ONC Certification

ONC Certification Details

This Health IT Module is compliant with the ONC Certification Criteria for Health IT and has been certified by an ONC-ACB in accordance with the applicable certification criteria adopted by the Secretary of Health and Human Services. This certification does not represent an endorsement by the U.S. Department of Health and Human Services.

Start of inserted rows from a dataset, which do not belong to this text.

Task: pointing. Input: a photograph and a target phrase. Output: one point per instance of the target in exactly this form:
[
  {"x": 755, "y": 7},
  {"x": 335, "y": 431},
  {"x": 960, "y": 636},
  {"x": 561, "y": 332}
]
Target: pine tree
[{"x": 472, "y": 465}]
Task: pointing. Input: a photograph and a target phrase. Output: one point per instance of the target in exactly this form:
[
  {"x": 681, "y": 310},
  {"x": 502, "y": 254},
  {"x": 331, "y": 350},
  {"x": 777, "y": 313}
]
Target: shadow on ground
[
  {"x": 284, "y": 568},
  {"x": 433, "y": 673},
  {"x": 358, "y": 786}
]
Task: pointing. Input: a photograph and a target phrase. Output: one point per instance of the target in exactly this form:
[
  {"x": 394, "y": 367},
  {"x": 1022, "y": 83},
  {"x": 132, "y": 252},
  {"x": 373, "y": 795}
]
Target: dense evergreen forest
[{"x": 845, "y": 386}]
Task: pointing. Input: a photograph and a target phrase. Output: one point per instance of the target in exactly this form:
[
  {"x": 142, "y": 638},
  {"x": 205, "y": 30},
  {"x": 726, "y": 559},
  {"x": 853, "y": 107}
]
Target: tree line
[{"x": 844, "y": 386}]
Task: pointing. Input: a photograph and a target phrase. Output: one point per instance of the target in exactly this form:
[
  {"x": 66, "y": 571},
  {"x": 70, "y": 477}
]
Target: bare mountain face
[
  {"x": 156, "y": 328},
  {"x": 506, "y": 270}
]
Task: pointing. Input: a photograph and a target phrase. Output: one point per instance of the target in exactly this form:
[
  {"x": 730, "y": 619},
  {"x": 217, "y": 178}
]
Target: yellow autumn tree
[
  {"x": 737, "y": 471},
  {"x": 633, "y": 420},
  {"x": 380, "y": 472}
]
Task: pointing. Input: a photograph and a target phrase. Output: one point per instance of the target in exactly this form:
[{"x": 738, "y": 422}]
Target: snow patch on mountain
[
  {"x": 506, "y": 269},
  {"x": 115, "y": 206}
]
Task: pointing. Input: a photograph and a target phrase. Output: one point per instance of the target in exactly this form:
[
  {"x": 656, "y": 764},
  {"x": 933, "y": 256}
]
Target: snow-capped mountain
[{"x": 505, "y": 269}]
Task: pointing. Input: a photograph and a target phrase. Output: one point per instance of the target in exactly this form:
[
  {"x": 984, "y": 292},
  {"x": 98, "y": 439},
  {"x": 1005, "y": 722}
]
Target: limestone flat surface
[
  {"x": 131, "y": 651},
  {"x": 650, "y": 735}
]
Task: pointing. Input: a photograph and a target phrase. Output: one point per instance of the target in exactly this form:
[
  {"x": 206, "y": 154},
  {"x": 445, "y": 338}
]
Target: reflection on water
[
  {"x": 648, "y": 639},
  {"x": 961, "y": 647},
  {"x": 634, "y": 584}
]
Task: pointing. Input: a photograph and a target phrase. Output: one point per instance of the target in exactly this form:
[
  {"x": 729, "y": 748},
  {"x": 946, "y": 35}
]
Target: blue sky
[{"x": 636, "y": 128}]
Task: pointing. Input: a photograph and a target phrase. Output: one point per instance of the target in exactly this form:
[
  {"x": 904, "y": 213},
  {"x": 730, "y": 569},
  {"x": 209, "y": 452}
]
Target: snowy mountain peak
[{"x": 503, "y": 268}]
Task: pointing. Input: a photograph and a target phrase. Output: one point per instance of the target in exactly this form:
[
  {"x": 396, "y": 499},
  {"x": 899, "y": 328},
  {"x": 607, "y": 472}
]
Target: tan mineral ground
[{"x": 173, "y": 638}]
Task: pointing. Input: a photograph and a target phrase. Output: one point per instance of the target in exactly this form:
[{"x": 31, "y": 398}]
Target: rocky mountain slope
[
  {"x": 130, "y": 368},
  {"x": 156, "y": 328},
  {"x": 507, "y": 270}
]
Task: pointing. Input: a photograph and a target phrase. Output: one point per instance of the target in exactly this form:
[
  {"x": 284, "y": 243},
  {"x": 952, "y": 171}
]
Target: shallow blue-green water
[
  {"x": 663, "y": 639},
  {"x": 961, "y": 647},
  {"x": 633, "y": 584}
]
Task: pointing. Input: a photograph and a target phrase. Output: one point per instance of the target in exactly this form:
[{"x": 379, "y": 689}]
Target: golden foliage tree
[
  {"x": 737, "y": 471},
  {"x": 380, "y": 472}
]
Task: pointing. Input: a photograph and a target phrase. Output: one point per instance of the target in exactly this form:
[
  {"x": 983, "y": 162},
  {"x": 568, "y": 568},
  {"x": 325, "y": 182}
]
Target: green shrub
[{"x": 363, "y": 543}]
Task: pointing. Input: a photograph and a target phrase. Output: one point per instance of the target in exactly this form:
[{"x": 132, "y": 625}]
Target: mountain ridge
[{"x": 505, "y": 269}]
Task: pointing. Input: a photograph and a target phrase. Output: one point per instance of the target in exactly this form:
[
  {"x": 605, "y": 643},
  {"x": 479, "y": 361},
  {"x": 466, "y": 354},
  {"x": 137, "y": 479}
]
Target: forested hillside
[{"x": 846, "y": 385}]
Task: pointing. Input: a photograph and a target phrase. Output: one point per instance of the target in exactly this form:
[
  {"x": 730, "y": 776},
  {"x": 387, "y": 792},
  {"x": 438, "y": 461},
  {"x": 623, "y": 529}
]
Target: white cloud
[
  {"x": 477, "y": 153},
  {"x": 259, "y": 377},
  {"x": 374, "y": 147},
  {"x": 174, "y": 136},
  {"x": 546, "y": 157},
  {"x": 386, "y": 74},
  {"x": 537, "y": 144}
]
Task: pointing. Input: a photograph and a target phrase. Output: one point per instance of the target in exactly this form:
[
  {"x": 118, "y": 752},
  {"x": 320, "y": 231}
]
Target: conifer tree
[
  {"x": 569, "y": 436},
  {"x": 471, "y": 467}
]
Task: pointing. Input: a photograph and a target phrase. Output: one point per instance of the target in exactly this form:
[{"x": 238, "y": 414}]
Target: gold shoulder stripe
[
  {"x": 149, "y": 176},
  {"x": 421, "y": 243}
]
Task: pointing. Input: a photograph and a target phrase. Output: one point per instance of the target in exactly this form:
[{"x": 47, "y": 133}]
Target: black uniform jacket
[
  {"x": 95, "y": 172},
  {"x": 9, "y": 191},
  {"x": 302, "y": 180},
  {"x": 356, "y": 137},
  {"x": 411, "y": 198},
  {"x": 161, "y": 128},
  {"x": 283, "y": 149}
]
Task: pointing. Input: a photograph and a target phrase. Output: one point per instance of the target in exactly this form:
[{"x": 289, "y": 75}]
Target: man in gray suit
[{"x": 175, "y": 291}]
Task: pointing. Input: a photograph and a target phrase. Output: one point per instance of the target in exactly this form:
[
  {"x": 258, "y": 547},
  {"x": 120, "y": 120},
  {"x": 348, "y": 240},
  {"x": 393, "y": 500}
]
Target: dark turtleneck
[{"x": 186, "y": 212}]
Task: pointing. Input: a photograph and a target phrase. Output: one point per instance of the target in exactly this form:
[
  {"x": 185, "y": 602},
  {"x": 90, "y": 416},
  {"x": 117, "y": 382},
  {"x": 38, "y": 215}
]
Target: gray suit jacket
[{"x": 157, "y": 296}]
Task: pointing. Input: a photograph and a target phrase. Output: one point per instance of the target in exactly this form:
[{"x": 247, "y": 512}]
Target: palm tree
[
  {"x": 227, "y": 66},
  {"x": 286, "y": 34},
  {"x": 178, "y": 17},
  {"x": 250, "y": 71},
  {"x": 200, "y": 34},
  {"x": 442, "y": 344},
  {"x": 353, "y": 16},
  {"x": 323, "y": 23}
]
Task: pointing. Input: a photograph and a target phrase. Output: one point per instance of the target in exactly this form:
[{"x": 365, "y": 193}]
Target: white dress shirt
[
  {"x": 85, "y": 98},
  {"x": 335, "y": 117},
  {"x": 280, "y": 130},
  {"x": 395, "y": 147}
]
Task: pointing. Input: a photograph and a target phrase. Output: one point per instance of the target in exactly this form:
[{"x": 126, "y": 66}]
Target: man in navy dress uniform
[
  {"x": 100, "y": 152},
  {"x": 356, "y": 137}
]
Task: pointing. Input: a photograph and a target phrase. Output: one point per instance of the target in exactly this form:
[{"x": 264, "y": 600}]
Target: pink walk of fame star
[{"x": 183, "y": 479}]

Developer Organization Name
Kipu Health

Date Certified
Jan 20, 2026

Product Name and Version
Kipu Health V15

Certification ID
15.04.04.3254.Kipu.01.00.0.260120

View Certification (PDF)

Certification and Criteria

  • 170.315 (b)(10): Electronic Health Information Export (Cures Update)
  • 170.315 (d)(1): Authentication, Access Control, Authorization
  • 170.315 (d)(5): Automatic Access Time-out
  • 170.315 (d)(7): End-User Device Encryption
  • 170.315 (d)(9): Trusted Connection
  • 170.315 (d)(11): Disclosure Recording Compliance
  • 170.315 (d)(12): Encrypt Authentication Credentials
  • 170.315 (d)(13): Multi-Factor Authentication
  • 170.315 (g)(4): Quality Management System
  • 170.315 (g)(5): Accessibility-Centered Design

Costs and Fees

At present, utilizing ONC incurs no extra charges or fees apart from the continuous monthly and annual expenses specified in the contractual obligations. Unless listed below, the usage of certified functionality is included:

Additional Fees:

For population export there is a fee per Medical Record Number to be assessed only if the full export is requested.

EHI Export

The patient export feature supports both single patient and population level exports. Single patient exports can be generated directly within the application. You can access this export from the client’s chart by selecting the Export to JSON button located in the top right corner of the chart. Population level exports require submitting a request to Kipu. All exported data is provided in JSON format.

EHI Export Documentation (PDF)

MFA

Kipu allows Super Admins to enforce two key login-security controls: automatic password expiration and two-factor authentication. Passwords can be configured to expire after a set number of days (to comply with HIPAA or internal policy) and users can be notified in advance of the expiration. For MFA, when enabled, users will be required, especially when logging in from a new device or browser, to request and enter a six-digit code sent via SMS or email (as configured in their profile). Admins can also set how often the two-factor check must be repeated.

Real World Testing Plan

Under the ONC Health IT Certification Program (Certification Program), health IT developers are required to conduct Real World Testing of their certified health IT (45 CFR 170.405). The Office of the National Coordinator for Health Information Technology (ONC) issues Real World Testing resources to clarify health IT developers’ responsibilities for conducting Real World Testing, to identify topics and specific elements of Real World Testing that ONC considers a priority, and to assist health IT developers in developing their Real World Testing plans.